Mapreduce
MapReduce: Simplified Data Processing on Large Clusters
MapReduce is a programming model that allows users to specify a map function that processes a key-value pair to generate a set of intermediate key/value pairs and a reduce function that merges all intermediate values associated with the same key Link to paper
“Our abstraction is inspired by the map and reduce primitives present in Lisp and many other functional languages. We realized that most of our computations involved applying a map operation to each logical “record” in our input in order to compute a set of intermediate key/value pairs, and then applying a reduce operation to all the values that shared the same key, in order to combine the derived data appropriately”
Execution Overview
-
The MapReduce library in the user program first splits the input files into M pieces of typically 16 megabytes to 64 megabytes (MB) per piece. It then starts up many copies of the program on a cluster of machines.
-
One of the copies of the program is special – the master. The rest are workers that are assigned work by the master. There are M map tasks and R reduce tasks to assign. The master picks idle workers and assigns each one a map task or a reduce task.
-
A worker who is assigned a map task reads the contents of the corresponding input split and passes each pair to the user-defined Map function. The intermediate key/value pairs produced by the Map function are buffered in memory.
-
Periodically, the buffered pairs are written to local disk, partitioned into R regions by the partitioning function. The locations of these buffered pairs on the local disk are passed back to the master, who is responsible for forwarding these locations to the reduce workers.
-
When a reduce worker is notified by the master about these locations, it uses remote procedure calls to read the buffered data from the local disks of the map workers. When a reduce worker has read all intermediate data, it sorts it by the intermediate keys so that all occurrences of the same key are grouped together. The sorting is needed because typically many different keys map to the same reduce task. If the amount of intermediate data is too large to fit in memory, an external sort is used.
-
The reduce worker iterates over the sorted intermediate data and for each unique intermediate key encountered, it passes the key and the corresponding set of intermediate values to the user’s Reduce function. The output of the Reduce function is appended to a final output file for this reduce partition. When a reduce task completes, the reduce worker atomically renames its temporary output file to the final output file
Fault Tolerance
The master pings every worker periodically. Any map tasks completed by the worker are reset back to their initial idle state, and therefore become eligible for scheduling on other workers.
Master Failure
It is easy to make the master write periodic checkpoints of the master data structures described above. If the master task dies, a new copy can be started from the last checkpointed state. However, given that there is only a single master, its failure is unlikely; therefore our current implementation aborts the MapReduce computation if the master fails.
Locality
We conserve network bandwidth by taking advantage of the fact that the input data is stored on the local disks of the machines that make up our cluster. The MapReduce master takes the location information of theinput files into account and attempts to schedule a map task on a machine that contains a replica of the corresponding input data. Failing that, it attempts to schedule a map task near a replica of that task’s input data.
Task Granularity
We subdivide the map phase into M pieces and the reduce phase into R pieces, as described above. Ideally, M and R should be much larger than the number of worker machines. Having each worker perform many different tasks improves dynamic load balancing, and also speeds up recovery when a worker fails: the many map tasks it has completed can be spread out across all the other worker machines.
Backup Tasks
One of the common causes that lengthens the total time taken for a MapReduce operation is a “straggler”: a machine that takes an unusually long time to complete one of the last few map or reduce tasks in the computation.
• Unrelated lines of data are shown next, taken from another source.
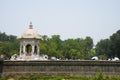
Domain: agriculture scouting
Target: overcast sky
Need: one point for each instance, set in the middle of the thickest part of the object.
(98, 19)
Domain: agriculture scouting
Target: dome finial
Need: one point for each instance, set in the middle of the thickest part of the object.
(30, 26)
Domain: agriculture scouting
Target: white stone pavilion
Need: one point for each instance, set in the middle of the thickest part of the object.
(29, 46)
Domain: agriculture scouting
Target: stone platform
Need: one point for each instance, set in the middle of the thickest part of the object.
(74, 68)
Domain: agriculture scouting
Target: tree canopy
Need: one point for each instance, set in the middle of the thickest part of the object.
(78, 48)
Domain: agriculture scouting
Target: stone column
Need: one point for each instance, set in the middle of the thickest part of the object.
(38, 50)
(33, 49)
(20, 50)
(24, 46)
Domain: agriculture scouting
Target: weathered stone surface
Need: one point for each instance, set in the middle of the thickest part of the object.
(79, 68)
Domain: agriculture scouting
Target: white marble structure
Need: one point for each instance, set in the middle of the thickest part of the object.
(29, 46)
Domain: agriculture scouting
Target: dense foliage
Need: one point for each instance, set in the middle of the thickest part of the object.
(109, 48)
(71, 48)
(66, 49)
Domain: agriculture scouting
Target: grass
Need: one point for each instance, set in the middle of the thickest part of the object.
(99, 76)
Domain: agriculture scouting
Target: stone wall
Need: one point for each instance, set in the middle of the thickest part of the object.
(77, 68)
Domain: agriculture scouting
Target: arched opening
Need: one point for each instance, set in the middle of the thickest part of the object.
(29, 49)
(35, 51)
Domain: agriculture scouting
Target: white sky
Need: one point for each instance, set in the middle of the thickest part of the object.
(98, 19)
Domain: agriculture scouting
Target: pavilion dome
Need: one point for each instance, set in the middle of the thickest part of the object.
(30, 33)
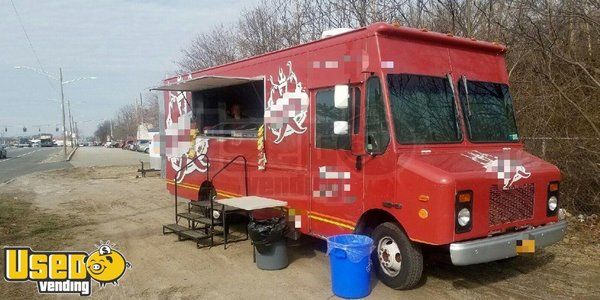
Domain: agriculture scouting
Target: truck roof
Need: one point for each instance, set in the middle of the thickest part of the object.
(383, 29)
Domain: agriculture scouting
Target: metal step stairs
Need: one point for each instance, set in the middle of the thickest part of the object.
(206, 222)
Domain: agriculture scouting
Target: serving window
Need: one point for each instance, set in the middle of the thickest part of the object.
(235, 111)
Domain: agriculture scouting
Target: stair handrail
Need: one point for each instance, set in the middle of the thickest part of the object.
(183, 168)
(245, 170)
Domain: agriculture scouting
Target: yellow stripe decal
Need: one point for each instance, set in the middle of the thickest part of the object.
(310, 215)
(333, 218)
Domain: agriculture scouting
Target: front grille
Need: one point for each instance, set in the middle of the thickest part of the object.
(511, 205)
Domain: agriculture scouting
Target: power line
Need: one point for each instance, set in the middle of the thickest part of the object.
(30, 43)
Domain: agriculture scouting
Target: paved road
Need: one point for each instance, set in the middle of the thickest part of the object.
(22, 161)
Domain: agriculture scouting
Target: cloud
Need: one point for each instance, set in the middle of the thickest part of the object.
(128, 45)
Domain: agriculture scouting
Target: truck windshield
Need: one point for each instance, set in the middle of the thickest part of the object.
(488, 111)
(423, 109)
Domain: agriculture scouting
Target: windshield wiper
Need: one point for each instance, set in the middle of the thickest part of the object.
(464, 80)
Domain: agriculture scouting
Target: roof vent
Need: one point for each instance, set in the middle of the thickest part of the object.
(335, 31)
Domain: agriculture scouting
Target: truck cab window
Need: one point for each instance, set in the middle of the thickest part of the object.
(377, 135)
(488, 111)
(355, 91)
(327, 113)
(423, 109)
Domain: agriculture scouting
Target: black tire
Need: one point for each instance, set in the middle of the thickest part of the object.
(411, 259)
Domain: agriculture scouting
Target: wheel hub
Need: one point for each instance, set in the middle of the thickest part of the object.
(390, 258)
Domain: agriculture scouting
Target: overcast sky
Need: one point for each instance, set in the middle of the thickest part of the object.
(128, 45)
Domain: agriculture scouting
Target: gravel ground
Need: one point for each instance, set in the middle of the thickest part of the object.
(109, 203)
(100, 156)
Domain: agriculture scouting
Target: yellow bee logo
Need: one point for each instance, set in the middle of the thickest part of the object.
(106, 265)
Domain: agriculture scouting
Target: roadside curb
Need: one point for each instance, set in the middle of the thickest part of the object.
(71, 154)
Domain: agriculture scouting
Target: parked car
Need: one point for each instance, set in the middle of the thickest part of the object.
(143, 146)
(23, 143)
(2, 151)
(126, 144)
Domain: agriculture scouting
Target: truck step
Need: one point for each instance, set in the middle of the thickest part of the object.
(195, 235)
(173, 228)
(196, 217)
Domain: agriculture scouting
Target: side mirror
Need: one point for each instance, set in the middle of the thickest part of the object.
(340, 127)
(341, 96)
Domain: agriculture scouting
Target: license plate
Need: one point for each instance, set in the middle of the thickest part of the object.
(525, 246)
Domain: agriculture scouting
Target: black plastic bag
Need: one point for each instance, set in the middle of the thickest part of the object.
(265, 232)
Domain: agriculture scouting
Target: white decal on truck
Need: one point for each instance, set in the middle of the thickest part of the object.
(182, 143)
(287, 107)
(509, 171)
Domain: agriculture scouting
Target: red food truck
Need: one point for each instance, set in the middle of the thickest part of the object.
(404, 135)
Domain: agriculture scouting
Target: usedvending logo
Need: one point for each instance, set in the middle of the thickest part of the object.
(65, 272)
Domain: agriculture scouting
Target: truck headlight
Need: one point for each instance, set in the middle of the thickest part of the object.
(552, 203)
(463, 207)
(464, 217)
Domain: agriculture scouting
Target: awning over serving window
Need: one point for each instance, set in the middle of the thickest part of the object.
(204, 83)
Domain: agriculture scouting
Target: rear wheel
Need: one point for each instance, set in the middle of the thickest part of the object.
(399, 261)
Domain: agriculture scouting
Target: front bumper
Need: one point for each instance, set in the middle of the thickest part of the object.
(504, 246)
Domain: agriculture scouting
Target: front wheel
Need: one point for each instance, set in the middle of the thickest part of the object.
(399, 261)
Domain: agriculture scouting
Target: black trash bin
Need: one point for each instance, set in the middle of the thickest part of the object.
(267, 229)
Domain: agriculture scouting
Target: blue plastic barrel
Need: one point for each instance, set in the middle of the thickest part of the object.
(350, 260)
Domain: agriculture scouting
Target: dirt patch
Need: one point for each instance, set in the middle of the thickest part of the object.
(76, 208)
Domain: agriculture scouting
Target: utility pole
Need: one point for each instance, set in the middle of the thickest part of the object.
(76, 133)
(141, 109)
(70, 122)
(62, 105)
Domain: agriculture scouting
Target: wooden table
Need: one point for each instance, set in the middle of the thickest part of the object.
(249, 203)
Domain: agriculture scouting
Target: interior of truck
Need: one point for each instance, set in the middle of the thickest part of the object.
(230, 111)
When a MapReduce operation is close to completion, the master schedules backup executions of the remaining in-progress tasks. The task is marked as completed whenever either the primary or the backup execution completes.
Refinements
1) Partitioning function
Data gets partitioned across these tasks using a partitioning function on the intermediate key. A default partitioning function is provided that uses hashing (e.g. “hash(key) mod R”).
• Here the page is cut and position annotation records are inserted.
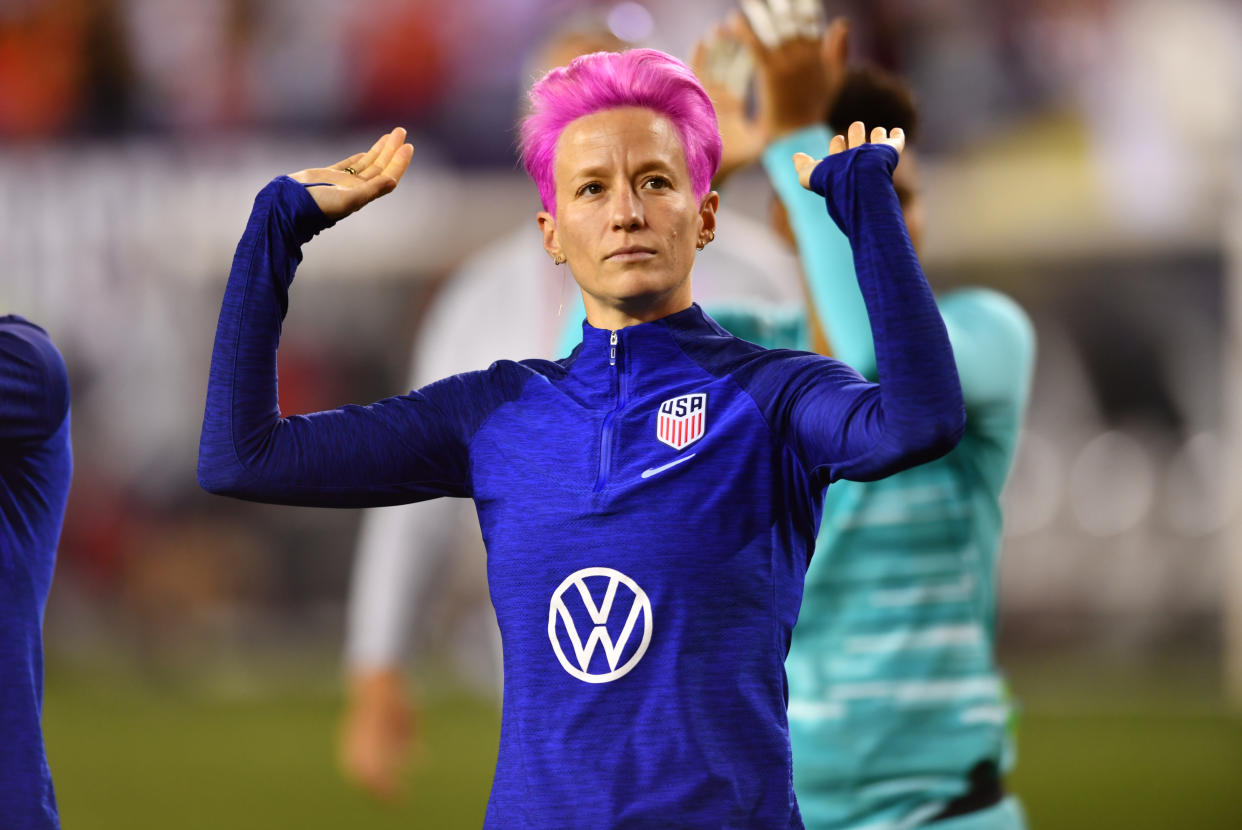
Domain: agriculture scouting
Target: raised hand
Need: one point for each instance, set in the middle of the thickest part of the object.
(724, 67)
(800, 63)
(856, 137)
(359, 179)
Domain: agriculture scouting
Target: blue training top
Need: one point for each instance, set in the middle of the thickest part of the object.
(648, 507)
(36, 464)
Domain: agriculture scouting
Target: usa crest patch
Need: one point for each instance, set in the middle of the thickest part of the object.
(682, 420)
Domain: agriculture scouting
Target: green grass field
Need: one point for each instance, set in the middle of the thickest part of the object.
(1097, 752)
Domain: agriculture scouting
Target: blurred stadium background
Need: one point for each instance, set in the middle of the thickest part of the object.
(1084, 155)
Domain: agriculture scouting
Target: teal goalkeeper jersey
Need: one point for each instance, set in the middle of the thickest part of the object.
(894, 695)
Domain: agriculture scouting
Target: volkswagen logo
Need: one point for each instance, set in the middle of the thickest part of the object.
(622, 609)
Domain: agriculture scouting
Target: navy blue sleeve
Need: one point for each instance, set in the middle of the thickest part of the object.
(403, 449)
(34, 385)
(841, 425)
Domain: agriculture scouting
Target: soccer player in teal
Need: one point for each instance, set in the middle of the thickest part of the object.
(898, 715)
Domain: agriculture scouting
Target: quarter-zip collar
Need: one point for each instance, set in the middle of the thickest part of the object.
(647, 354)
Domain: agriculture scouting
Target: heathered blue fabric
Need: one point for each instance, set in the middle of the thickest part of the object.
(36, 464)
(704, 548)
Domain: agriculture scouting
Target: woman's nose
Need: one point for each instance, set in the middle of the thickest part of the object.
(626, 210)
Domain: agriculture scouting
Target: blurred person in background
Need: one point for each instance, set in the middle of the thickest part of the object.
(748, 281)
(898, 713)
(36, 464)
(622, 148)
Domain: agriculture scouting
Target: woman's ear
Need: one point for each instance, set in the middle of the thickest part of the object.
(548, 228)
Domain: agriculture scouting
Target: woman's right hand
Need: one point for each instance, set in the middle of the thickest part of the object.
(340, 191)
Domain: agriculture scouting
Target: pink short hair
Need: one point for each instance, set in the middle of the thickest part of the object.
(639, 77)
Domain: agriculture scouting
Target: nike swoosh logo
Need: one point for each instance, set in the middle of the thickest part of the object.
(652, 471)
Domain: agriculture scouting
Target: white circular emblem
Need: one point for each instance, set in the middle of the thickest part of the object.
(559, 618)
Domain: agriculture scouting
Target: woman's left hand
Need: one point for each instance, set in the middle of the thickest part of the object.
(856, 137)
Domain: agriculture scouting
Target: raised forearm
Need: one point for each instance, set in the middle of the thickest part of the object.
(920, 395)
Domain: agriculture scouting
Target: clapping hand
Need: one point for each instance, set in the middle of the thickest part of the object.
(800, 61)
(724, 67)
(352, 183)
(857, 137)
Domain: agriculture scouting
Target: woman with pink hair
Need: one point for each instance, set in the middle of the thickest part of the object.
(648, 502)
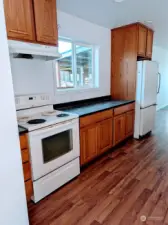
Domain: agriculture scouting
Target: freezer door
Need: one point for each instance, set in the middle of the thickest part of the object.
(147, 120)
(149, 83)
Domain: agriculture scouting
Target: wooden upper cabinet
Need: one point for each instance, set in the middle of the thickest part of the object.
(19, 19)
(149, 46)
(46, 21)
(88, 143)
(105, 133)
(142, 40)
(129, 120)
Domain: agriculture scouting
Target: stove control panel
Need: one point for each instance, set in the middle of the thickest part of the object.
(23, 102)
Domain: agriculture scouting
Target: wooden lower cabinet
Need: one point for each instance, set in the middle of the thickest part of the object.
(129, 120)
(119, 128)
(105, 135)
(26, 166)
(101, 131)
(95, 139)
(88, 143)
2) Ordering Guarantees We guarantee that within a given partition, the intermediate key/value pairs are processed in increasing key order.
3) Combiner Function
Combining some map results it needed before sending it over to reduce, like an intermediate reduce. For word count for example you could have millions of <the - 1> pairs
4) Local Execution
To help facilitate debugging, profiling, and small-scale testing, we have developed an alternative implementation of the MapReduce library that sequentially executes all of the work for a MapReduce operation on the local machine.